What Environmental Factors Cause Leaky Gut?

  • Undiagnosed food sensitivities – this perpetuates chronic inflammation, which increases leaky gut.
  • Gliadin – a component of gluten, naturally increases zonulin in everyone. For many people this doesn’t cause issues because, even though their tight junctions open, the junctions then close much more quickly than those who are genetically predisposed to malfunctioning of the tight junctions.
  • Alcohol – generates nitric oxide and promotes the growth of bacteria in the intestine, that do not belong there.
  • Food additives – microbial transglutaminase/TG enzyme or “meat glue”, sugars, sodium, emulsifiers (Polysorbates, cellulose/guar/zanthum gum, carrageenan, lecithin and polyglycerols), organic solvents and food dyes.
  • Medications – non-steroidal anti-inflammatory (NSAIDs), vaccinations (particularly HPV and flu vaccines), antibiotics, proton-pump inhibitor (antacids)
  • Stressful lifestyle left unchecked – due to chronically elevated levels of cortisol
  • Systemic inflammation – the vicious cycle mentioned above
  • Parasitic, bacterial or viral infections
  • Radiation and Chemotherapy

Health Conditions Associated with Leaky Gut

  • Celiac Disease
  • Type 1 diabetes
  • Crohn’s disease
  • Other autoimmune diseases: ankylosing spondylitis, multiple sclerosis, rheumatoid arthritis, lupus, Hashimotos Thyroiditis
  • Asthma
  • Irritable bowel syndrome (IBS)
  • Food allergies and intolerance
  • Cancer – particularly brain, breast, lung, ovarian and pancreatic
  • Obesity due to insulin resistance

How Do You Know If You Have Leaky Gut?

There are a few diagnostic tests available, but they are mostly used in well-controlled research labs due to difficulty in interpreting results because of so many variables that occur outside of a controlled laboratory.

The symptoms below are a good indicator but it is best to meet with a healthcare professional who can help guide you.

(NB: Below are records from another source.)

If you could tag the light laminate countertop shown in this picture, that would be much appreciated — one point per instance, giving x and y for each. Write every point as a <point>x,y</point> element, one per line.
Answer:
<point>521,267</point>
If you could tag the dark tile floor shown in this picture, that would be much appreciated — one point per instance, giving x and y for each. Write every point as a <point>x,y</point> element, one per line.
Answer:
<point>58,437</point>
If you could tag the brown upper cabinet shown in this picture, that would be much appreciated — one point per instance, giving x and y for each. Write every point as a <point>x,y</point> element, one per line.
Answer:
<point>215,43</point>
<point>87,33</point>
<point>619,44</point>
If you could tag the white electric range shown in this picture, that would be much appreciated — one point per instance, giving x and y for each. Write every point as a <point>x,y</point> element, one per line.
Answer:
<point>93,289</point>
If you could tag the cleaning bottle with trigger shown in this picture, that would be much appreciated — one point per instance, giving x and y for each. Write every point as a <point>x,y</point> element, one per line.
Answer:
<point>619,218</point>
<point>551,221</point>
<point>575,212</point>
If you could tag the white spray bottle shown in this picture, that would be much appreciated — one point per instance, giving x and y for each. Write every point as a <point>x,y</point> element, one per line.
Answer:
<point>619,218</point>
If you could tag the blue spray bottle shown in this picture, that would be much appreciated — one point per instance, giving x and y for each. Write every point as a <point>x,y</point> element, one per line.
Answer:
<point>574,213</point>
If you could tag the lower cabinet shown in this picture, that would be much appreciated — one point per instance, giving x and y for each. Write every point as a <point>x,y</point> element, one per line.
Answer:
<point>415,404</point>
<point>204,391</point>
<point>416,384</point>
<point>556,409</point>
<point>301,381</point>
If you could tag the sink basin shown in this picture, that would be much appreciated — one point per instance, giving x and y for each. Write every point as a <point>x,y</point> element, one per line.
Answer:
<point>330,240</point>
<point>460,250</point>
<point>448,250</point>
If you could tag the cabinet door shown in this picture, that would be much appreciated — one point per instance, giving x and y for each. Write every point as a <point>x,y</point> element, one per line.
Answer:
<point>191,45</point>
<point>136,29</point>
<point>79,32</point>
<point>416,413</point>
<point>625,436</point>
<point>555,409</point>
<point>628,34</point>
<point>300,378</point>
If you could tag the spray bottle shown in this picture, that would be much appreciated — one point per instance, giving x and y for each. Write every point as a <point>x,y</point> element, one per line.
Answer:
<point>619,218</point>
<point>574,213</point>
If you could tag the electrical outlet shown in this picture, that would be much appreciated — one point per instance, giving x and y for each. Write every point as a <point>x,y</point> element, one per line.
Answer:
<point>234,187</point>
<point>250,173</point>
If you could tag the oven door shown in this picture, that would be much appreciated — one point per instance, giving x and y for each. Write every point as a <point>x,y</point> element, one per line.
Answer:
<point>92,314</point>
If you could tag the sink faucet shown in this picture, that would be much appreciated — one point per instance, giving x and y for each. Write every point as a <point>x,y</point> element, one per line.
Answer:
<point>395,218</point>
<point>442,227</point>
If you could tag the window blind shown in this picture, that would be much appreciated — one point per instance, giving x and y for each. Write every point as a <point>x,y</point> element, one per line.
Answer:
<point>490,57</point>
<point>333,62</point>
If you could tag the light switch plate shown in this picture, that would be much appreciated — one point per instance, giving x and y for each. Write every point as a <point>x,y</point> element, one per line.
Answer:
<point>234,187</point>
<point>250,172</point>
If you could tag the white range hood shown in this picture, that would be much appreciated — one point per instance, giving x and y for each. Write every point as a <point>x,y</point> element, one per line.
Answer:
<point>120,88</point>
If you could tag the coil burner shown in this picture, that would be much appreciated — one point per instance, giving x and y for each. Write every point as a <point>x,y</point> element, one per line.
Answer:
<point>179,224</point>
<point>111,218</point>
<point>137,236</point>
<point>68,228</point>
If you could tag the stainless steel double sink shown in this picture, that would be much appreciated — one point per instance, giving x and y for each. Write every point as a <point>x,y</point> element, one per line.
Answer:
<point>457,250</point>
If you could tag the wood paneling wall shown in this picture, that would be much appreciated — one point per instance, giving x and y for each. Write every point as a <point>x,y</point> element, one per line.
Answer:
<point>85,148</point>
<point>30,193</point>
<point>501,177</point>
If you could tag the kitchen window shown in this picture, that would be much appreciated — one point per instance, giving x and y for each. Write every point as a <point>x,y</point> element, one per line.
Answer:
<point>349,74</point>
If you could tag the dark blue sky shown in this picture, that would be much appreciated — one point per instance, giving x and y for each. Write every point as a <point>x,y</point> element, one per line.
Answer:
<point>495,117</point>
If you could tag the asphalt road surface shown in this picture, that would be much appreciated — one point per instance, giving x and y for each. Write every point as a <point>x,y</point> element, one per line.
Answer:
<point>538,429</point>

  • Chronic diarrhea, constipation, gas or bloating (usually labeled as IBS)
  • Fibromyalgia
  • Vitamin and mineral deficiencies
  • Poor immune system
  • Headaches, migraines, brain fog, memory loss
  • Excessive fatigue
  • Skin rashes and problems such as acne, eczema or rosacea
  • Cravings for sugar or carbs
  • Arthritis or join pain
  • Depression, anxiety, ADD, ADHD
  • Autoimmune diseases
  • Food sensitivities

How to Heal

  • Eliminate processed foods and turn to whole foods. This will involve more cooking from scratch and meal prep.  We should all do this.
  • See a healthcare professional (yours truly) to see if you have a food sensitivity.  If you do not eliminate foods causing inflammation your gut cannot heal (remember the vicious cycle). Eventually, under the care of said healthcare practitioner, you may be able to incorporate foods back into your diet.
  • Find alternatives to NSAIDs and antacids
Healthy meals
  • Stress management, stress management, stress management!
  • Some supplements that may help (again, it is best to start these with the guidance of a professional)
    • Digestive enzymes
    • Betaine hydrochloric acid (HCL)
    • Fiber
    • Collagen
    • L-Glutamine
    • Probiotics
    • Zinc and B12

References
  1. Balda M. Fallon M, Van Italie C, Anderson J. Structure, regulation and pathophysiology of tight junction in the gastrointestinal tract. Yale Journal of Biology and Medicine. 1992; 65(6): 725-740
  2. Fasano A. Zonulin and its regulation of intestinal barrier function: the biological door to inflammation, autoimmunity, and cancer. Physiol Rev. 2011; 91(1): 151-175
  3. Stewart E. Leaky gut syndrome – Learn about the causes associated conditions and treatments under research. Today’s Dietitian. 2016 18(1): 46
  4. Lionetti E, Catassi C. The role of environmental factors in the development of celiac disease: what is new? Diseases. 2015 3: 282-283.
  5. Torsten M, Aaron L. Microbial transglutaminase is immunogenic and potentially pathogenic in pediatric celiac disease. Front Pediatr. 2019.
  6. Fasano A. Intestinal zonulin: open sesame! Gut. 2001; 49: 159-162
  7. Sapone A, Lammers K, Casolaro V, Cammarota M, et al. Divergence of gut permeability and mucosal immune gene expression in two gluten-associated conditions: celiac disease and gluten sensitivity. BMC Medicine. 2011; 9:23.